In questa ottica non si comprende bene perché, oltre ai tanti tabù che dobbiamo sopportare, ce ne debba essere un altro: quello relativo alla cosiddetta patrimoniale. Ma è così impensabile chiedere ai grandi patrimoni o ai grandi redditi un contributo particolare, a quelli grandi si badi bene, a quelli veramente grandi. È davvero così assurdo ipotizzare un intervento in questa direzione?

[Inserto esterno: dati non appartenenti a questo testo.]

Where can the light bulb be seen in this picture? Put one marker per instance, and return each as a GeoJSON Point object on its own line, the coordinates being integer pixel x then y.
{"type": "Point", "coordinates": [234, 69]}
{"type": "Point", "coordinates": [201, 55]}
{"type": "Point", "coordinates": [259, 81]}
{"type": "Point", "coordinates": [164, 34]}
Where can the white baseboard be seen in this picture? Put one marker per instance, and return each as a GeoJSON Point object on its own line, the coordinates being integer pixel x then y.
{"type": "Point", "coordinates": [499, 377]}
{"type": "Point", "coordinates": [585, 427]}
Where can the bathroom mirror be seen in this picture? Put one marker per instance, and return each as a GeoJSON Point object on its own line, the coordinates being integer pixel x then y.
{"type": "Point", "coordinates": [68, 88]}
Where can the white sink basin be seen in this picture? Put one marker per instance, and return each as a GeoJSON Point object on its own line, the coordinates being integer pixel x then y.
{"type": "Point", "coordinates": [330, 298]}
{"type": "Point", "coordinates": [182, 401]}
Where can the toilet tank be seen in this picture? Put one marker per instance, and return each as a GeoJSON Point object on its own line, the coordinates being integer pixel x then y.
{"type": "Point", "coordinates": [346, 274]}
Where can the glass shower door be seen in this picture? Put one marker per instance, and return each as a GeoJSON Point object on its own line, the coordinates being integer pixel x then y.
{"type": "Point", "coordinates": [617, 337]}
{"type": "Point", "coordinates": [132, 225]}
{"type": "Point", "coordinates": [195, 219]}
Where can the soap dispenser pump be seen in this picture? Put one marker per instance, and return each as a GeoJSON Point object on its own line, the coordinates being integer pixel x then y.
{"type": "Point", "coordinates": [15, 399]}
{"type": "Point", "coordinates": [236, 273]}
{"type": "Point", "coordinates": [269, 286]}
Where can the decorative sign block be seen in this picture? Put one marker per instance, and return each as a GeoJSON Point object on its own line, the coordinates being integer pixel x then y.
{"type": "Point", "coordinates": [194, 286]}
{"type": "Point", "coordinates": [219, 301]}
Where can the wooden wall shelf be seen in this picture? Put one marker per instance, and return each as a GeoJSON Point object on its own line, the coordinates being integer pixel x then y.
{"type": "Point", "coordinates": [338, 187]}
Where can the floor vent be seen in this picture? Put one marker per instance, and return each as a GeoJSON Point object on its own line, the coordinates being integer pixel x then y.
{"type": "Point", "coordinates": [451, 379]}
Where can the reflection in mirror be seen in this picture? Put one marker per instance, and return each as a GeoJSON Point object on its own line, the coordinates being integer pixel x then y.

Immettere liquidità nel sistema, questo serve ed in questa direzione si dovrebbe andare. Ed inevitabilmente entrano in gioco le banche. Il nostro sistema di credito ha smarrito la sua ragione essenziale, quella sociale, quella di essere garanzia agli investimenti. Abbiamo trasformato le banche in grandi magazzini, pieni di titoli di vario genere, purtroppo spesso tossici. Ed invece il sistema del credito deve tornare ad essere stampella e sostegno dell'economia reale. Non creare fondi immobiliari del cui esito oggi stiamo purtroppo pagando il prezzo.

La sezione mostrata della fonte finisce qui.